Broaching is a machining process that uses a toothed tool, called a broach, to remove material. Broaching is used when precision machining is required, especially for odd shapes. Commonly machined surfaces include circular and non-circular holes, splines, keyways, and flat surfaces. Typical workpieces include small to medium-sized castings, forgings, screw machine parts, and stampings. Broaching is usually favored over other processes when used for high-quantity production runs.
The process depends on the type of broaching being performed. Surface broaching is very simple as either the workpiece is moved against a stationary surface broach, or the workpiece is held stationary while the broach is moved against it.

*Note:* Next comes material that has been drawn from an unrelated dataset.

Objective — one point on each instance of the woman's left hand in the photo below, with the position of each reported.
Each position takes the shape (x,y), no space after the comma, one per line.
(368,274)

Internal broaching is more involved. The process begins by clamping the workpiece into a special holding fixture, called a workholder, which mounts in the broaching machine. The broaching machine elevator, which is the part of the machine that moves the broach above the workholder, then lowers the broach through the workpiece. Once through, the broaching machine’s puller, essentially a hook, grabs the pilot of the broach. The elevator then releases the top of the pilot and the puller pulls the broach through the workpiece completely. The workpiece is then removed from the machine and the broach is raised back up to reengage with the elevator. The broach usually only moves linearly, but sometimes it is also rotated to create a spiral spline or gun-barrel rifling.